New legislation that goes into effect in Virginia Tuesday will help speed up settlement of house sales.

Known as the "wet settlement act," the law is designed to prevent surprises for purchasers and sellers, said real estate broker Donald Childress. Childress, a former president of the Northern Virginia Board of Realtors, had supported the bill, introduced by Sen. Wiley F. Mitchell Jr. (R) of Alexandria.

Childress described the law as consumer-oriented because it assures that "there will be money from buyer and lender on the table at settlement" and that sellers will get their money within 48 hours after settlement attorneys record the transactions. Also, the buyers will get keys to their property and assurance of a legally supportable title.

A "wet" settlement simply means "money on the table," in contrast to what often formerly were "dry" settlements where no money actually changed hands. "There was often a delay of seven to 10 days while the attorneys reviewed papers, got the funds, disbursed them and recorded the deed," Childress said.

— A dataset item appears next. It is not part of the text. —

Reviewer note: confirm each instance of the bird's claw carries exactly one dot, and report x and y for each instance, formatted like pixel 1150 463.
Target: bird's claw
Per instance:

He added that sellers often had to continue paying interest on their mortgage loans for additional days after the "dry" closings.

The new Virginia law also requires lenders to disburse funds to the settlement agent at or before the closing of the old loan. The former lender will not be entitled to receive or charge any interest on the loan until disbursement of loan funds and closing of the new loan.

The settlement agent must record the deed, any mortgage or deed of trust and other documents and disburse settlement proceeds (including those to lenders with a collectible note and commissions to real estate brokers) within two business days of the actual settlement procedure.

People who lose money when their money is not disbursed on time can recover -- in addition to actual damages -- double the amount of any interest collected in violation, plus reasonable attorney fees incurred in the collection.

Similar legislation is in effect in Maryland.